Read Our Game Page 26


  “On the quiet side of the house, if possible, please,” I told her while she examined her list of bookings.

  And that was when my eye fell on the sheet of printed numbers that lay upside down at her bare elbow. I have little memory for figures as a rule, but I have a nose for danger. There were no names, just groups like groups on a code pad, each group four digits and each line four groups. The heading on the page read WATCHLIST, the source was the credit card company of which Colin Bairstow was a long-standing member.

  Not any longer, however. The number of my Bairstow credit card was printed in the bottom right-hand column of the sheet, beneath the word CURRENT in capitals.

  “How would you be wishing to pay your bill, sir?” the receptionist asked.

  “Cash,” I said, and with a fairly steady hand invented a new name for her book of registered guests: Henry Porter, 3 The Maltings, Shoreham, Kent.

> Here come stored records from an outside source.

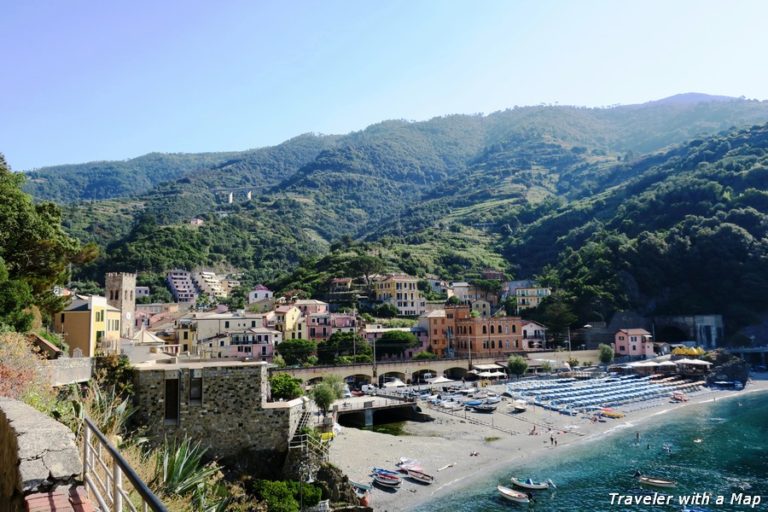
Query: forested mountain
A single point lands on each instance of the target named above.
(580, 196)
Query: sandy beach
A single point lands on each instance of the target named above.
(444, 446)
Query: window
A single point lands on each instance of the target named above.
(172, 400)
(196, 390)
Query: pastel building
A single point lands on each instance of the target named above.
(534, 335)
(87, 324)
(259, 293)
(530, 297)
(401, 291)
(181, 286)
(633, 342)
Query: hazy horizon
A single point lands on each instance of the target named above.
(92, 82)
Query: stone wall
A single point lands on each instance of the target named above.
(68, 370)
(232, 415)
(36, 453)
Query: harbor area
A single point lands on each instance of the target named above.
(461, 445)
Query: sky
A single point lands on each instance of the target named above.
(86, 80)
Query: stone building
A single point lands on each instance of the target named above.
(223, 404)
(121, 294)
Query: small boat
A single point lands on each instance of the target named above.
(362, 491)
(513, 495)
(420, 476)
(406, 464)
(387, 480)
(530, 484)
(486, 408)
(655, 482)
(385, 472)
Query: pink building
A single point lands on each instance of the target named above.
(320, 326)
(633, 342)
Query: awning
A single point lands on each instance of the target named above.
(439, 380)
(488, 367)
(695, 362)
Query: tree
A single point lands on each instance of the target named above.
(605, 353)
(366, 266)
(296, 351)
(517, 365)
(336, 384)
(343, 344)
(15, 299)
(558, 316)
(285, 387)
(387, 311)
(396, 342)
(323, 395)
(34, 247)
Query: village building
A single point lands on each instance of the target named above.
(634, 343)
(88, 324)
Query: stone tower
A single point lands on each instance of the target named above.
(120, 289)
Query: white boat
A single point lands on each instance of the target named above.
(530, 484)
(656, 482)
(520, 405)
(406, 465)
(387, 479)
(420, 476)
(513, 495)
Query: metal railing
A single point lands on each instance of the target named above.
(106, 472)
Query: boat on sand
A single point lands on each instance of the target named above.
(513, 495)
(420, 476)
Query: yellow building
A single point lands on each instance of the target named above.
(87, 324)
(530, 297)
(401, 291)
(288, 321)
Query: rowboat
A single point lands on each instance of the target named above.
(513, 495)
(408, 464)
(385, 472)
(656, 482)
(420, 476)
(520, 405)
(530, 484)
(387, 479)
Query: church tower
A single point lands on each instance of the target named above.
(121, 293)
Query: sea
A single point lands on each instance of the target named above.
(717, 453)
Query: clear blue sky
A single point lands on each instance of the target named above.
(94, 80)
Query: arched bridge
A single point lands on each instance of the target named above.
(408, 371)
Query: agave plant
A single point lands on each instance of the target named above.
(179, 469)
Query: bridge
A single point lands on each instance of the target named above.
(361, 411)
(752, 355)
(413, 371)
(407, 371)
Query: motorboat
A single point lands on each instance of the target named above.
(420, 476)
(513, 495)
(387, 480)
(655, 482)
(530, 484)
(486, 408)
(520, 405)
(406, 465)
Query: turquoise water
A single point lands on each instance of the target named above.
(732, 457)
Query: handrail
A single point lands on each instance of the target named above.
(149, 498)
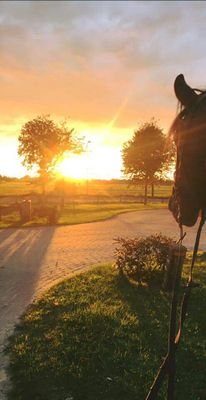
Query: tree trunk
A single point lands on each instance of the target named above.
(145, 190)
(152, 188)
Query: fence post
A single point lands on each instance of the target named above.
(177, 256)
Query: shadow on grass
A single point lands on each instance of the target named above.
(99, 337)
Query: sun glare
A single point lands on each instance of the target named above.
(101, 163)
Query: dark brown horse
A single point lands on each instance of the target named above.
(189, 134)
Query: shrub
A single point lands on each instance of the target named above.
(143, 258)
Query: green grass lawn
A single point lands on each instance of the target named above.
(97, 336)
(79, 214)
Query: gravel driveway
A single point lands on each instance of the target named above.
(34, 259)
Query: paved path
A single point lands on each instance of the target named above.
(33, 259)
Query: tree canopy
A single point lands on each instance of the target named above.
(146, 154)
(42, 142)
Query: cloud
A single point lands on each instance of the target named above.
(86, 59)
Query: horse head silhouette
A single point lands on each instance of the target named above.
(189, 134)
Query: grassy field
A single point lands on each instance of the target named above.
(84, 201)
(97, 336)
(80, 188)
(78, 214)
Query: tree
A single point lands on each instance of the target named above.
(42, 143)
(146, 154)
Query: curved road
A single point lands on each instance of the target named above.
(33, 259)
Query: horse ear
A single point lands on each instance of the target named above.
(184, 93)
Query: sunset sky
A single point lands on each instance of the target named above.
(106, 66)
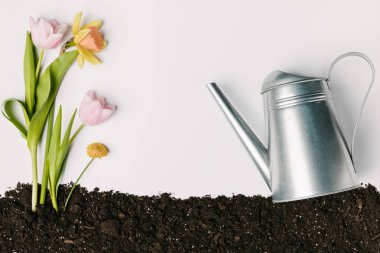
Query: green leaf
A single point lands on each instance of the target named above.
(30, 74)
(64, 149)
(8, 109)
(57, 71)
(47, 89)
(45, 175)
(55, 145)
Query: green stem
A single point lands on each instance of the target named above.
(38, 68)
(45, 174)
(53, 197)
(76, 182)
(77, 132)
(35, 179)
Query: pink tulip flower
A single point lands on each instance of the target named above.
(47, 34)
(94, 110)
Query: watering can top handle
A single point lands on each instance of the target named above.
(364, 57)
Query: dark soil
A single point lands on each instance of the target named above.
(115, 222)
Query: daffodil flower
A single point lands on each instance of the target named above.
(88, 40)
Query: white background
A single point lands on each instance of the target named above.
(168, 135)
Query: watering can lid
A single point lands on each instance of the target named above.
(279, 78)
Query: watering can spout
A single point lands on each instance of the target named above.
(255, 148)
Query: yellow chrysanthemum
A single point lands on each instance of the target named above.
(88, 40)
(97, 150)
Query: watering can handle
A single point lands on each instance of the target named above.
(364, 57)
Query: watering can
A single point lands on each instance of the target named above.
(307, 155)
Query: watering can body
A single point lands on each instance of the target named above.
(307, 154)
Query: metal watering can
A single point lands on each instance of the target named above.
(307, 155)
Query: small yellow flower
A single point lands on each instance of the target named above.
(97, 150)
(88, 40)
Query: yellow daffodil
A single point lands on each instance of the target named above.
(88, 40)
(97, 150)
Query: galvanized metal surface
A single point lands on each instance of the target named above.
(307, 155)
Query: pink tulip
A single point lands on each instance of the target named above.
(94, 110)
(47, 34)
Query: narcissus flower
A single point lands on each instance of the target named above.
(88, 40)
(47, 34)
(94, 110)
(97, 150)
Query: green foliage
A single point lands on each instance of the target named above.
(58, 149)
(9, 110)
(47, 89)
(30, 60)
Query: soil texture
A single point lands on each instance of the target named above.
(98, 221)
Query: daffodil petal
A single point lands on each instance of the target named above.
(76, 23)
(96, 23)
(88, 55)
(80, 61)
(105, 43)
(80, 35)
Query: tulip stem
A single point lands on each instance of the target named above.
(76, 182)
(77, 132)
(35, 180)
(38, 68)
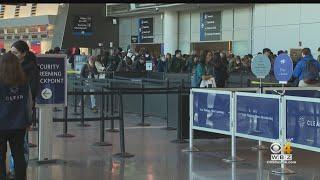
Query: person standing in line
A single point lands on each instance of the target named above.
(71, 60)
(2, 52)
(162, 64)
(28, 63)
(220, 70)
(307, 70)
(15, 114)
(89, 71)
(175, 65)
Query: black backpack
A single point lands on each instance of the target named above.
(310, 73)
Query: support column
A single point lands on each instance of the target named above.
(170, 31)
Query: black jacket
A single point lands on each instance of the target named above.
(88, 72)
(15, 107)
(32, 72)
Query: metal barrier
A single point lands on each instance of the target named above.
(285, 118)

  I sat in my room. The car, I thought. Ditch the car. Take off the number plates. I willed myself to calm down. If the Ford was hot, then the Ford was a liability. But how hot was it? How hot was I? How hot could Pew-Merriman allow me to be without blowing their interest to the police? Sometimes, I used to tell my joes, you have to take a deep breath, close your eyes, and jump.

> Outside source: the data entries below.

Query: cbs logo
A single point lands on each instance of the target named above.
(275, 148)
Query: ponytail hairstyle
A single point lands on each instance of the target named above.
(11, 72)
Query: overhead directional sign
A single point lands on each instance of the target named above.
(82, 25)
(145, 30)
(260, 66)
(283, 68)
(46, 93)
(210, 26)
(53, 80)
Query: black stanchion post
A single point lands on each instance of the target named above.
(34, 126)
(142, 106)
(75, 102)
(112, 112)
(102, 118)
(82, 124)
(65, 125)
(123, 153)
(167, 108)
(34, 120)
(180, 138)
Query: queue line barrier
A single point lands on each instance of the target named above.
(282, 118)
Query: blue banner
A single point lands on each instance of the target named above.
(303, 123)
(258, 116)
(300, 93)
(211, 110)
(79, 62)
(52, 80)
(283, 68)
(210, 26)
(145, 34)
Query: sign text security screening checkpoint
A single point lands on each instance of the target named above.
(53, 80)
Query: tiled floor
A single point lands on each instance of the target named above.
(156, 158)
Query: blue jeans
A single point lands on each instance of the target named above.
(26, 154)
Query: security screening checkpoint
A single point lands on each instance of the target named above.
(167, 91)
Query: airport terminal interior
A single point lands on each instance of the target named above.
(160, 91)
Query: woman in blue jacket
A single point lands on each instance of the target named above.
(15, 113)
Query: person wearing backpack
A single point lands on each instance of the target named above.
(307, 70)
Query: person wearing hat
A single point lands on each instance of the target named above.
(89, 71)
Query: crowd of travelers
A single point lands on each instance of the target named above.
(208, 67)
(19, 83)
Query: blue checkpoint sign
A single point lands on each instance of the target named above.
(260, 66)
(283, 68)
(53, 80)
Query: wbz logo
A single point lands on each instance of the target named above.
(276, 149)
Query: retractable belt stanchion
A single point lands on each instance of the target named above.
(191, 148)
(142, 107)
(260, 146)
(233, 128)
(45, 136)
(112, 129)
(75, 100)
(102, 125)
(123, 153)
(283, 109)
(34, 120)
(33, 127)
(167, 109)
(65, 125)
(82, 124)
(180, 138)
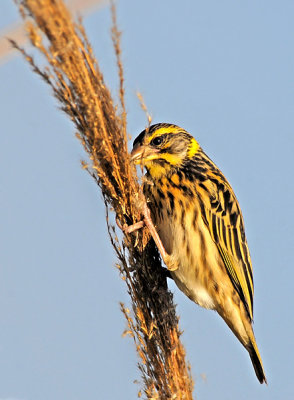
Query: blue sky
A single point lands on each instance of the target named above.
(222, 70)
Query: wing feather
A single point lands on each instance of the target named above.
(222, 215)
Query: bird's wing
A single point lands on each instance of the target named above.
(222, 215)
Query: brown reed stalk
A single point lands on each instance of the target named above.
(77, 82)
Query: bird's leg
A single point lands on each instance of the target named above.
(168, 260)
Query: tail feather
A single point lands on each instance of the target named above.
(256, 362)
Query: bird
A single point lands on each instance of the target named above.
(199, 228)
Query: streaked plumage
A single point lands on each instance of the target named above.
(200, 224)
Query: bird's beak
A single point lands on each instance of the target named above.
(141, 153)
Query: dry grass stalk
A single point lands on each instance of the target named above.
(77, 82)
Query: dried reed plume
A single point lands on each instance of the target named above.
(77, 82)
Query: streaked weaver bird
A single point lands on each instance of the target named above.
(198, 227)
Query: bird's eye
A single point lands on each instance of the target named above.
(157, 141)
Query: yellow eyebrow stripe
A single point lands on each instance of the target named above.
(161, 131)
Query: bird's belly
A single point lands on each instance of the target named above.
(193, 288)
(198, 260)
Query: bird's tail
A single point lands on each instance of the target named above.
(256, 361)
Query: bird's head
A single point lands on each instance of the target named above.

  I bathed and shaved and put on a clean shirt. I went down to the dining room and ordered a bottle of the best claret. I lay in bed listening to the sibyl voices: Don’t go north, Misha. . . . Misha, take heed, please. . . . If he has started his journey, he should please discontinue it.

  But the journey was not of my choosing. I was being conveyed, never mind whether The Forest, or the whole valley of the shadow, was watching me pass through.

  The hill was steep, and the house a stern old lady with her feet firmly planted amid elderly friends. She had a Sunday school face and a stained-glass porch that glowed like heaven in the morning sun. She had pious lace curtains and a hint of grief, and boxed hedges and a bird table and a chestnut tree that was shedding gold leaves. The hill’s gorse summit rose behind her like the green hill in the hymn, and behind the hill lay several different heavens: blue for sunshine, black for judgment, and the clear white sky of the north.

  I pressed the doorbell and heard the drumming of strong young feet on the stairs. The time was 9.25. The door flew open, and I stood face-to-face with a pretty young woman in jeans, bare feet, and a checked shirt. She was smiling, but her smile faded when she realised I wasn’t whoever she’d hoped I was.

  “Oh, sorry,” she said awkwardly. “We thought you were my friend, giving us a nice surprise. Didn’t we, Ali? We thought it was Daddy.” Her voice was antipodean but soft. I guessed New Zealand. A barefoot half-Asian boy peered from behind her waist.

  “Mrs. May?” I said.

  Her smile returned. “Well, near enough.”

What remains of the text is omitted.